In OKTA SSPR you will not find password synchronization, but OKTA will expect you to find this in their SSO product!
The end-user authentication is surprisingly limited: email or SMS plus questions
Beware when reading about the OKTA password self-service. Often it means password self-service for the OKTA Identity product and not Windows password!
Quest offers a wide range of software products. One group is focused on Identity Management: For Quest this is OneIdentity which offers an SSPR module as well.
OneIdentity password reset for other types of passwords than AD is based on the OneIdentity Identity Management product and is not integrated in the SSPR.
Q/A based authentication is limited to SMS/Email, questions and OKTA.
Languages for multiple countries are limited and not flexible.
We see no support for the assisted password reset process in the service desk.
Overall a solution which seems to be an easy to add solution for the Identity Solution.
Specops has a number of products for AD administration and self-service and has for many years offered a password self-service tool Specops Password Reset.

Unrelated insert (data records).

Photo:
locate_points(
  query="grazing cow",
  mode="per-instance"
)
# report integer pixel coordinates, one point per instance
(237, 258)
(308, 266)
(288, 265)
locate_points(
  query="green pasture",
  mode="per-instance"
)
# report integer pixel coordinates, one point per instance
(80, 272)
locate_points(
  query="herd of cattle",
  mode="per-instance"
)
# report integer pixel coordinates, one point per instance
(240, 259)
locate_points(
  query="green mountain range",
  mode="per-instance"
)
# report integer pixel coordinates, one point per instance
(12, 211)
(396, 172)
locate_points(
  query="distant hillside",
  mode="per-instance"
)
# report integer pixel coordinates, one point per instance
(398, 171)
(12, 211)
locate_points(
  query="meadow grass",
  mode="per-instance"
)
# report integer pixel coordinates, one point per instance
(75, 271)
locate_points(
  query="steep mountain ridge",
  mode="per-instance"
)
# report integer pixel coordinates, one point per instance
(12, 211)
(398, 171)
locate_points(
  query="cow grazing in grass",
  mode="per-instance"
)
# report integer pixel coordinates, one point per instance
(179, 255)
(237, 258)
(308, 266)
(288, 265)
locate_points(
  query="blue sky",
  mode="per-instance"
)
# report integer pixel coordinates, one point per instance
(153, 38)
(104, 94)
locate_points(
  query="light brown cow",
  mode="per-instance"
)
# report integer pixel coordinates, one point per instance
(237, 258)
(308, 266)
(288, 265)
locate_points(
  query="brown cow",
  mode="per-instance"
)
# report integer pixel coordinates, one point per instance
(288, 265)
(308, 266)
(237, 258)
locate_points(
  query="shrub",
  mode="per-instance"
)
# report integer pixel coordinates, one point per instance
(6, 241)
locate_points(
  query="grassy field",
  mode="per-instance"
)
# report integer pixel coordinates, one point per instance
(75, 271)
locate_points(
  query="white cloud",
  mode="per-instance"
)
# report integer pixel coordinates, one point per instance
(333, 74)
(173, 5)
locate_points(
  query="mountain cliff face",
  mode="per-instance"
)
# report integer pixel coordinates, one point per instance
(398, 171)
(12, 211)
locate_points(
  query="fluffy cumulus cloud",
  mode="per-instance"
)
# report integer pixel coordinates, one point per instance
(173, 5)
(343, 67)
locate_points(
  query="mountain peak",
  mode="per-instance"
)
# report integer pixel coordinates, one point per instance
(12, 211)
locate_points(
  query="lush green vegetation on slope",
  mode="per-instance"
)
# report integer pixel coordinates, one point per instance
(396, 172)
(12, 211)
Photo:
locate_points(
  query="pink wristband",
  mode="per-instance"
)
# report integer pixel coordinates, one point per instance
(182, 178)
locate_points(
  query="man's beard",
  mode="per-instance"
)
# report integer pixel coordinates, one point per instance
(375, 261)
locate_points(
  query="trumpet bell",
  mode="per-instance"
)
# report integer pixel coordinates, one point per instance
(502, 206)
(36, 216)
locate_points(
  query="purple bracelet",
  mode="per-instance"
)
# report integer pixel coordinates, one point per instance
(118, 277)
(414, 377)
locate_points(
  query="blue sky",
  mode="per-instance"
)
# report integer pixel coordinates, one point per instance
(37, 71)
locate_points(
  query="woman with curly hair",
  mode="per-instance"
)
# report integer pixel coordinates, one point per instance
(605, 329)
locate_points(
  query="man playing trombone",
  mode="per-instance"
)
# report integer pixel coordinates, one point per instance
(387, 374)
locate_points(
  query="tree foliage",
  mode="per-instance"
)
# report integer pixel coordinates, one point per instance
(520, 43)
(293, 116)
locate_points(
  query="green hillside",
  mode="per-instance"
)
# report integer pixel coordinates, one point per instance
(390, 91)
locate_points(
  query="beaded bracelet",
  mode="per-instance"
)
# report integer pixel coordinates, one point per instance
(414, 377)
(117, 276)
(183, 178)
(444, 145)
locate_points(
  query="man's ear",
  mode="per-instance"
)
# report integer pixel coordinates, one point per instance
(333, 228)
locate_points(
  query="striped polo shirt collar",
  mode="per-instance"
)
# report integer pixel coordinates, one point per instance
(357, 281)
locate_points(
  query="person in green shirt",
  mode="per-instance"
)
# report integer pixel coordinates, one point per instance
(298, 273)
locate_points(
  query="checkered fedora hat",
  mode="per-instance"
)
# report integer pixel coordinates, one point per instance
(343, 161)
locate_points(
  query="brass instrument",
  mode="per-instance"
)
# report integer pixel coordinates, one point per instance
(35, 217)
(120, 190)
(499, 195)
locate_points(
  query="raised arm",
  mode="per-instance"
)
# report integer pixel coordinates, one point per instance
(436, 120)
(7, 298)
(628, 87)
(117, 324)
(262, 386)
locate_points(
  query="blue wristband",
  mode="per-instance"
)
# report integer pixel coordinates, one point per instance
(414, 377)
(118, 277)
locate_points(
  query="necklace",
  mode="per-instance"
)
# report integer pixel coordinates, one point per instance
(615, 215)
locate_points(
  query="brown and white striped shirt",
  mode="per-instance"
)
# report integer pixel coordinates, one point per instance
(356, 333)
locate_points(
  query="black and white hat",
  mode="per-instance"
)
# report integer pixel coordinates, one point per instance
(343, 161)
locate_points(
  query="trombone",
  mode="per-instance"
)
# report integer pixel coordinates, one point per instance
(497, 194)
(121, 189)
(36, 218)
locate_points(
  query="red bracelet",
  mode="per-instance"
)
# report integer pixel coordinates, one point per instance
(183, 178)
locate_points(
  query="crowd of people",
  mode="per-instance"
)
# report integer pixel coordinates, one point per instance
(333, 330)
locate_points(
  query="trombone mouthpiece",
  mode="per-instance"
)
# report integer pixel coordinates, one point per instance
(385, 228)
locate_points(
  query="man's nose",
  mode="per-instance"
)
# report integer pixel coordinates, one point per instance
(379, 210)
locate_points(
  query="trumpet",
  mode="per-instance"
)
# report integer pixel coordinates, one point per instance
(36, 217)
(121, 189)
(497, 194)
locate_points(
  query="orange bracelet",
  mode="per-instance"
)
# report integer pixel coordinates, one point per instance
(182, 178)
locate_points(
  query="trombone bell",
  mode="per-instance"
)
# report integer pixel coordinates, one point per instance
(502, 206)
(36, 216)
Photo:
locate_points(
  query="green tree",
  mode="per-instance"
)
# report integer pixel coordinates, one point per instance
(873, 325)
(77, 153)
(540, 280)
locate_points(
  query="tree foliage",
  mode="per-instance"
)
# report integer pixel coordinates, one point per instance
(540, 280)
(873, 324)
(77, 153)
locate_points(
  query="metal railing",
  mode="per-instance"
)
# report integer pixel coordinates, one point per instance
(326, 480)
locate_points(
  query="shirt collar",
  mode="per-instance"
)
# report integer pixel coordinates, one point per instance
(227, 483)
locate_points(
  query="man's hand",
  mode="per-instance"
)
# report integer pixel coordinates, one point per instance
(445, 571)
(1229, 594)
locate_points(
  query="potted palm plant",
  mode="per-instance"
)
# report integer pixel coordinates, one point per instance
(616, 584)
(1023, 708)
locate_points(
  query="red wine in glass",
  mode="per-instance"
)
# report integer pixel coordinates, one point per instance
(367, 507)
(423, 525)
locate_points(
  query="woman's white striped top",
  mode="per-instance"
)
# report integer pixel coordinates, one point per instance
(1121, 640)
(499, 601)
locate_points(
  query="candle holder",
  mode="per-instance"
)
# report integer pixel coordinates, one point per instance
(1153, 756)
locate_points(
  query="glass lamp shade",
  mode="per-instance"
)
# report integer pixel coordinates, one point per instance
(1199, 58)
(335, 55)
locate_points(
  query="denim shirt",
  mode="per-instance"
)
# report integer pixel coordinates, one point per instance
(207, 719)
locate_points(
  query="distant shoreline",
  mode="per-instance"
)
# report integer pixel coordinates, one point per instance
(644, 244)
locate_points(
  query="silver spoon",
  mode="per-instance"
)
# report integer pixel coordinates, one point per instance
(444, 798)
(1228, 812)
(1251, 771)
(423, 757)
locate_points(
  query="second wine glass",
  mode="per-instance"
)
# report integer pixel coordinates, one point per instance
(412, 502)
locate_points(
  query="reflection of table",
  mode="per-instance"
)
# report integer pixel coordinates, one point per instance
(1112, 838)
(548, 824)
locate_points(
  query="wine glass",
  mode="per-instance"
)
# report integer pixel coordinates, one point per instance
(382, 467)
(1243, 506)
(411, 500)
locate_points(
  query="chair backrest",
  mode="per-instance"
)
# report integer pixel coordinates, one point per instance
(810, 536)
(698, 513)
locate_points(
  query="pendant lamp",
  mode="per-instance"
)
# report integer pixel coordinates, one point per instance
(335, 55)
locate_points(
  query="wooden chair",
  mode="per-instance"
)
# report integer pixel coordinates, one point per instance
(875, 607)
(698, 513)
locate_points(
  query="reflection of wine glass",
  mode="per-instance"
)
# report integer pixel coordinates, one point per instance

This product has recently been surpassed by the new uReset which is cloud based. As this seems to be the favorite offering for new accounts we have used uReset for this comparison. If you want Specops to deliver an on-premise version you must go for the older version.
uReset is only for Windows passwords.
It has a comprehensive set of authentication options available.
For localization uReset still seems to be at the beginning as only 7 languages are available, making it difficult to get end-user acceptance internationally.
Thycotic is a well-known supplier of security software. For passwords they have been successful with the solution for privileged password management: PAM.
Thycotic delivers a solution for end-user password reset SSPR too.
This is however a simpler solution with support for Windows passwords only and a very limited scope for authentication limited to email, SMS and questions.
It might be the right solution for customers of other Thycotic products.